ANDREW and Wada Blood — sons of reggae singer Junior 'One Blood' Reid — are currently recording and releasing a number of singles in what they says is a bid to "up their local profile".
The 'Blood Brothers' have just released Gyal a Wine, which features another sibling, Juju Blood, and Cutty from the popular sound system Coppershot.
According to Wadda Blood, last year saw them travelling quite a bit on both sides of the Atlantic, thanks to tours in Europe with the iconic Sly and Robbie, and the west coast of the United States, as a result their local market has been neglected.
"We are currently recording quite a bit of new material right now for the Jamaican market. We just finished shooting the video for Gyal a Wine, so that will be out in the coming days and we also have two other videos for Nuh See Dem/ Put it Down and Inna De Club, which we have just dropped," Wadda Blood told the Jamaica Observer.
The set of summer singles being worked on by the duo has a stamp of a number of hip, fresh Jamaican producers. These include Elvis of Sounique Records, Don Corleone and the team from Live-Up Records.
Speaking about Gyal a Wine, Wadda Blood explained how it came into being:
"The song came about after Blade from Social Yaad linked me to say he had a 'riddim' he wanted us to voice on," said Wada Blood, "I listened to it and right away we found the song just like that, no pen no paper."
The brothers are not booked to appear on Reggae Sumfest, the premier local music festival for the summer, but are set to appear on a number of club gigs throughout the United Kingdom during the months of July and August.
Being the sons of a renowned Jamaican act has been both positive and negative for the youngsters.

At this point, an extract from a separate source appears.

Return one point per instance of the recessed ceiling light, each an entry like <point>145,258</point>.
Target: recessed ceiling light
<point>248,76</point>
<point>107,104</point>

"There are people out there who hold things against us based on a grudge they have with our father. But the positives far outweigh the negatives... him really open a lot of doors for up," said Wadda Blood.
He listed last year's tour of Europe with Sly & Robbie as one of the highlights of their carrer.
"We played in France, Germany, Belguim, Italy, Portugal, and the Czech Republic at some of the major festivals, sometimes infront of 45-50,000 patrons."